If the evidence of incubation of craving holds, it should have important implications for criminal sentencing of defendants with SUDs. Namely, courts should be mindful of withdrawal, craving, and treatment needs when sentencing offenders of simple drug possession crimes:
- Courts that aim to directly influence a defendant’s recovery should prefer probation over incarceration; the latter cedes control of recovery processes to carceral facilities, which often lack adequate resources to help inmates overcome addiction. A growing body of research suggests probation paired with treatment produces better SUD and re-offense outcomes and is cheaper than incarceration.
- Courts should acknowledge that relapse is common in SUDs.
- Courts should recognize that craving intensity can fluctuate over time. Thus, some defendants may benefit from additional counseling, treatment, or interactions with probation officers during periods of vulnerability.

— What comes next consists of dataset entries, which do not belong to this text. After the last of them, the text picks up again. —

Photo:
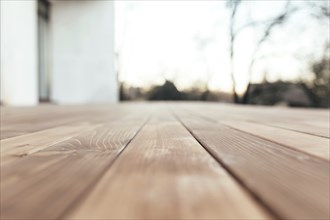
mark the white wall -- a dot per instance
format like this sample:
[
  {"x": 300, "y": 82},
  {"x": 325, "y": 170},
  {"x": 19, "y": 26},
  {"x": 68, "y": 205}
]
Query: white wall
[
  {"x": 19, "y": 52},
  {"x": 83, "y": 52}
]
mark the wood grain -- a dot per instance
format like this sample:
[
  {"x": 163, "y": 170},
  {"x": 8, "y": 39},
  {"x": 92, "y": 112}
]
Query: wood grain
[
  {"x": 55, "y": 177},
  {"x": 292, "y": 184},
  {"x": 165, "y": 174},
  {"x": 189, "y": 161}
]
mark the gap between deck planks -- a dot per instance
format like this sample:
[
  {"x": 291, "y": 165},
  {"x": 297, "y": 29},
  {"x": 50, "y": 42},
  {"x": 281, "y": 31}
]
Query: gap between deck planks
[
  {"x": 165, "y": 174},
  {"x": 44, "y": 184},
  {"x": 292, "y": 184}
]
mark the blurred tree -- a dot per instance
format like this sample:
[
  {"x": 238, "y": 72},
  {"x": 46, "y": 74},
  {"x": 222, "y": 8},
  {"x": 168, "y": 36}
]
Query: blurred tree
[
  {"x": 320, "y": 86},
  {"x": 167, "y": 91},
  {"x": 233, "y": 6},
  {"x": 269, "y": 28}
]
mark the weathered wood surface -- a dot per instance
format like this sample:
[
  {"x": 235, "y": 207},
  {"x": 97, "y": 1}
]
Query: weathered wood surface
[{"x": 164, "y": 161}]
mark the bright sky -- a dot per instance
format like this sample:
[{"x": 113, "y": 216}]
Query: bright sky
[{"x": 188, "y": 42}]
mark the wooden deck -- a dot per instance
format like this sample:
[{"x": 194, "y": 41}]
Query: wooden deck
[{"x": 164, "y": 161}]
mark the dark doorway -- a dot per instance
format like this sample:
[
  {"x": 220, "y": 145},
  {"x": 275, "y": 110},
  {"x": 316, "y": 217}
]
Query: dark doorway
[{"x": 43, "y": 50}]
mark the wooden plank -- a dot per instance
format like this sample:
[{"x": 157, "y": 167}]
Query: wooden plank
[
  {"x": 314, "y": 122},
  {"x": 45, "y": 184},
  {"x": 165, "y": 174},
  {"x": 30, "y": 143},
  {"x": 290, "y": 183},
  {"x": 310, "y": 144}
]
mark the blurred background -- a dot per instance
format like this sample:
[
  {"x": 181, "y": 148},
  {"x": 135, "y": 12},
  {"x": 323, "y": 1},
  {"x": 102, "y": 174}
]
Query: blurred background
[{"x": 246, "y": 52}]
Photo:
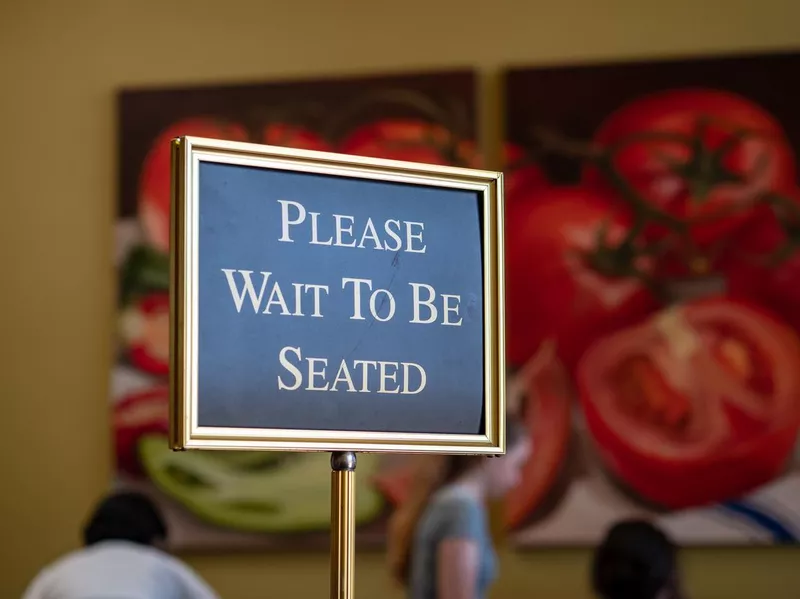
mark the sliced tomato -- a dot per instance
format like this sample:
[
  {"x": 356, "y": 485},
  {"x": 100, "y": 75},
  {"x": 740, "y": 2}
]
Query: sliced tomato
[
  {"x": 696, "y": 405},
  {"x": 411, "y": 140},
  {"x": 291, "y": 136},
  {"x": 146, "y": 332},
  {"x": 135, "y": 416},
  {"x": 155, "y": 176},
  {"x": 564, "y": 279},
  {"x": 546, "y": 409},
  {"x": 715, "y": 153}
]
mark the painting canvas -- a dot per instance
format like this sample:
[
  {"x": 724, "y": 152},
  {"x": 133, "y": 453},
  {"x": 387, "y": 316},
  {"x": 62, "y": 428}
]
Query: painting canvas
[
  {"x": 229, "y": 500},
  {"x": 652, "y": 290}
]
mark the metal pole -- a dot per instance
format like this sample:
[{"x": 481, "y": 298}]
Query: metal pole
[{"x": 343, "y": 525}]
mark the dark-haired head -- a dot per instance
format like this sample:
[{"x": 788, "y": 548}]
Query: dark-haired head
[
  {"x": 636, "y": 560},
  {"x": 125, "y": 516}
]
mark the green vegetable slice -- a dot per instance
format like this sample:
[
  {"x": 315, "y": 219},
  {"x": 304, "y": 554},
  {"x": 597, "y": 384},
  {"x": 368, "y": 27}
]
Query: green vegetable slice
[{"x": 256, "y": 491}]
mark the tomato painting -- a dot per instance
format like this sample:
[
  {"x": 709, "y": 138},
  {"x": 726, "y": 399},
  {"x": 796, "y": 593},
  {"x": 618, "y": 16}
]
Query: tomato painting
[
  {"x": 569, "y": 276},
  {"x": 154, "y": 179},
  {"x": 702, "y": 156},
  {"x": 291, "y": 136},
  {"x": 698, "y": 404},
  {"x": 408, "y": 139},
  {"x": 546, "y": 409},
  {"x": 146, "y": 333},
  {"x": 523, "y": 177},
  {"x": 763, "y": 263},
  {"x": 136, "y": 415}
]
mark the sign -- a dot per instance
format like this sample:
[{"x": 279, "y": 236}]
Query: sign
[{"x": 334, "y": 303}]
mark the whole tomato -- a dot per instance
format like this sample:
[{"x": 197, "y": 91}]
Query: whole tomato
[
  {"x": 546, "y": 404},
  {"x": 703, "y": 156},
  {"x": 698, "y": 404},
  {"x": 569, "y": 277},
  {"x": 410, "y": 140},
  {"x": 155, "y": 176},
  {"x": 146, "y": 333},
  {"x": 291, "y": 136},
  {"x": 763, "y": 264},
  {"x": 137, "y": 415}
]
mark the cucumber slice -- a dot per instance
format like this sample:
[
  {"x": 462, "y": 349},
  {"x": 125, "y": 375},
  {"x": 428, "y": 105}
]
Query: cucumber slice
[{"x": 290, "y": 494}]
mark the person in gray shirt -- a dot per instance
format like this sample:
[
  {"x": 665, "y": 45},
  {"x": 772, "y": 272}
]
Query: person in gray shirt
[{"x": 440, "y": 543}]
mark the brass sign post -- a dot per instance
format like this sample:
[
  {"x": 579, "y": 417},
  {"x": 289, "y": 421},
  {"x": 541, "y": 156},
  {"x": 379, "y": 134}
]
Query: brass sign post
[{"x": 343, "y": 523}]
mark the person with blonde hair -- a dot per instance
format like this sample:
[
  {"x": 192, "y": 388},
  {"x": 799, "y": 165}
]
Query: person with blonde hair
[{"x": 440, "y": 543}]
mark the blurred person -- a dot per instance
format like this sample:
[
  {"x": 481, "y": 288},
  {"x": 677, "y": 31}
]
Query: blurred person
[
  {"x": 636, "y": 560},
  {"x": 440, "y": 543},
  {"x": 120, "y": 559}
]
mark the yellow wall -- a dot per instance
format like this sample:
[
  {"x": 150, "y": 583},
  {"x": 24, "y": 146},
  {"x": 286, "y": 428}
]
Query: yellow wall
[{"x": 61, "y": 61}]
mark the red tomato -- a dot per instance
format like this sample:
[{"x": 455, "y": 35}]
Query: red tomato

- Courts should reconsider whether abstinence is an appropriate condition of probation for those with SUDs, and whether relapse events should be treated as willful violations of probation or a compulsive, symptomatic, and hallmark feature of SUD.
Local communities bear the brunt of failed SUD systems through costs of increased policing, emergency room treatment, loss of productivity, and loss of life. Hidden from most loss estimates are the opportunity costs of those failed interventions. Courts have a vital role in the national healing of communities affected by SUDs, but progress requires acknowledging that certain justice-based interventions can actually make matters worse.